Leave No Children on Their Behinds
It's ironic. As concern grows over children's harmful weight, physical education gets less and less emphasis in many schools. In response, there's more and more interest in fitness programs for kids outside of schools.
An International Health, Racquet and Sportsclub Association survey shows that 4.5 million U.S. kids under age 18 belong to health clubs -- up 25 percent in five years. Call it "No Child Left on Their Behind," says exercise physiologist Jan Schroeder, Ph.D., director of event programming for the IDEA Health and Fitness Association, a fitness professionals' group.
Local Y's have offered kids programs for years. Many health clubs are joining them. What should you look for in a fitness program for your child?
Age-appropriate gear. Many kids can't reach the pedals on a stationary bike, for instance. If your child wants strength training, the grips on normal resistance machines are too far apart and the weight increments are too big.
Age-appropriate programs. Look for a class geared to your child's size and abilities. "Typically, you want a child in a class with peers, not with adults," says Dr. Schroeder. "A child's motor coordination may not be as well defined, and sociological issues, including possible embarrassment or intimidation, may make your child feel uncomfortable."
Qualified supervision. Seek trainers who are used to working with kids. Look for better instructor-to-student ratios than adult classes. Dr. Schroeder suggests one supervisor for every 20 teens and one for every 12 younger children.

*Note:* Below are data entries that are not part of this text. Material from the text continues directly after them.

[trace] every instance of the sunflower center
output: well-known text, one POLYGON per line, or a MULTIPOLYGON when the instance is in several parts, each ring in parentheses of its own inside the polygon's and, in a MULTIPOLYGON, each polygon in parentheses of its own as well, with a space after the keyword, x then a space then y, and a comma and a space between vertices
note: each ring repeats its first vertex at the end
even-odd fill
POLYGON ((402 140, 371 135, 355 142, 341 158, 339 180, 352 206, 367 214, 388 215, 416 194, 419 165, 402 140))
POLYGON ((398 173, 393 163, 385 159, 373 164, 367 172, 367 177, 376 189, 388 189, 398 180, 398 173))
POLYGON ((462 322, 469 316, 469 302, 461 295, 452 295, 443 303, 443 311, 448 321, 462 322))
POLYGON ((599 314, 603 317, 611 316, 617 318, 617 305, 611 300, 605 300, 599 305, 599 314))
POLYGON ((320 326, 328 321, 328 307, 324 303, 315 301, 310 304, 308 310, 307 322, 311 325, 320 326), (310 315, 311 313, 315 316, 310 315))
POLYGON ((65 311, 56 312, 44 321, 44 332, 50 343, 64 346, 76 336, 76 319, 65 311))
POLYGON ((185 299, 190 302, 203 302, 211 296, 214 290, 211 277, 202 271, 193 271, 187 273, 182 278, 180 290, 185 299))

Fun. "Kids are so stressed with school that the emphasis should be on having a good time," says Joan Missett-Gambill, coordinator of Junior Jazzercise. About 500,000 3- to 16-year-olds have joined this Jazzercise program nationwide. Besides music movement routines for girls, Jazzercise now offers 6- to 12-year-old boys classes that include kickboxing and strength training. "Make sure it's noncompetitive," she adds.